Does Wolbachia really grow inside Saccharomyces?


Obligate intracellularity is a bit like unculturability – dogma that was popular decades ago but is now being questioned given advances in our technology and methodologies for cultivation. Who wouldn’t be inspired by the recent ability to cultivate Coxiella or Hamiltonella? Remember the 99.9% uncultivable microbes? Many studies (here and here, for example) have revealed that it was our methods - the media conditions - that limited our ability to culture many microbes. Yet, for my favorite bacterium, Wolbachia pipientis, obligate intracellularity is like a badge of honor (or shame!); I cannot tell you how many times I’ve written obligate intracellular in grant proposals and manuscripts to describe the bug. Wolbachia, you see, is part of the ancient intracellular Rickettsiales clade - including Ehrlichia, Anaplasma, Rickettsia, and none of these microbes have been cultivated outside of host cells. They have reduced genomes and generally infect arthropods - although sometimes the pathogenic species cause trouble in vertebrates. 
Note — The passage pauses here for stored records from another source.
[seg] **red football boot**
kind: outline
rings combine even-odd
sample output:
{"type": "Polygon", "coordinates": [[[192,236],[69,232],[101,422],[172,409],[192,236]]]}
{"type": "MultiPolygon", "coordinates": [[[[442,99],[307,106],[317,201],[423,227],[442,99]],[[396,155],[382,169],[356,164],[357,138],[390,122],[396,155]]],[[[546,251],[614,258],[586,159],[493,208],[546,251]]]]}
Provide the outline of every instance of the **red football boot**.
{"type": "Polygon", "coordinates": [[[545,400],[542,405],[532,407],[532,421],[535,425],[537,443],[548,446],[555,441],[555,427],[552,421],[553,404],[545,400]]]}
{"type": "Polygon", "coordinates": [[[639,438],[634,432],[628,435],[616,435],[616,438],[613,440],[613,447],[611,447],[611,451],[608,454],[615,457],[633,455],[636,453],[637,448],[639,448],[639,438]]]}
Therefore, I was quite surprised by a recent publication in MicrobiologyOpen with the following bold result: Wolbachia strain wAlbB grows inside Saccharomyces cerevisiae. It is an astonishing claim that Wolbachia can make its way inside the yeast cell (past the cell wall) much less grow inside. It seems that all the authors had to do was spin a Wolbachia preparation (from infected Aa23 cells) onto yeast cells (strain W303) and wait while the magic occurred. The only special ingredients they added to their media was ferric citrate and FBS (1%). I have asked the authors to send me their strain, and it may be on the way but the authors feared the Wolbachia infection would be lost in the mail. Therefore, I've tried to replicate their inoculation here.

First, let me point out the methodological differences between what I did and what Uribe-Alvarez et al. published.
1) I isolated Wolbachia from JW18 cells, not from Aa23 cells - so I am working with wMel while they were likely working with wAlbB. This could potentially be a huge difference.
2) I did not have access to "expired human erythrocytes" but as the authors claimed ferric citrate and FBS did just as well in supplementing YPD, that is what I used.
3) I used the anti-FtsZ antibody in addition to anti-Wsp to identify replicating Wolbachia in addition to the stability of the Wsp protein.
4) I incubated my Wolbachia and Saccharomyces cocultures in broth over a period of 7 days, under elevated CO2, sampling the cocultures every few days to identify the fraction of Wolbachia that was active under three conditions: Yeast alone (Y), Wolbachia alone (W), and the coculture (B).

Figure 1. Wolbachia does not replicate in coculture with Saccharomyces cerevisiae. Three conditions (yeast alone (Y), Wolbachia alone (W), and both together (B)) were incubated at 25C, with elevated CO2, in YPD supplemented with ferric citrate and FBS as per Uribe-Alvarez et al., 2018. Control = source strain for wMel, JW18 cell lines.

Wolbachia is not actively replicating in any of these conditions as you can see from the anti-FtsZ blot. The wsp protein is membrane associated and based on these results, quite stable. In our lab we have seen wsp stick around for a month in media - not sure why it is protease resistant but the truth is that it does not make the best probe for live, dividing Wolbachia. I therefore would take the western blots in the paper with a big heaping spoonful of salt - wsp does not tell us Wolbachia are actively replicating.

But, you say, there is a lot of other evidence provided in the published paper, including qPCR of wsp and fluorescence in situ hybridization against the bacterial 16S. The images from the paper are indeed convincing - it really does look like Wolbachia is inside the yeast cells. However, in order to get the FISH probe in to the yeast, the authors would've had to make spheroplasts - something that is clearly not evident in their images - and not listed in their methods.  The authors also provide qPCR evidence of Wolbachia persistence -- but this could just as easily be extracellular DNA persisting.

You can see that I am not convinced. The claim that Wolbachia infects Saccharomyces is unbelievable and unlikely -- but that does not make it untrue. I do hope to get my Wolbachia infected yeast strain in the mail, as promised by the authors. At that point, we'll see if the infection is indeed "lost in the mail."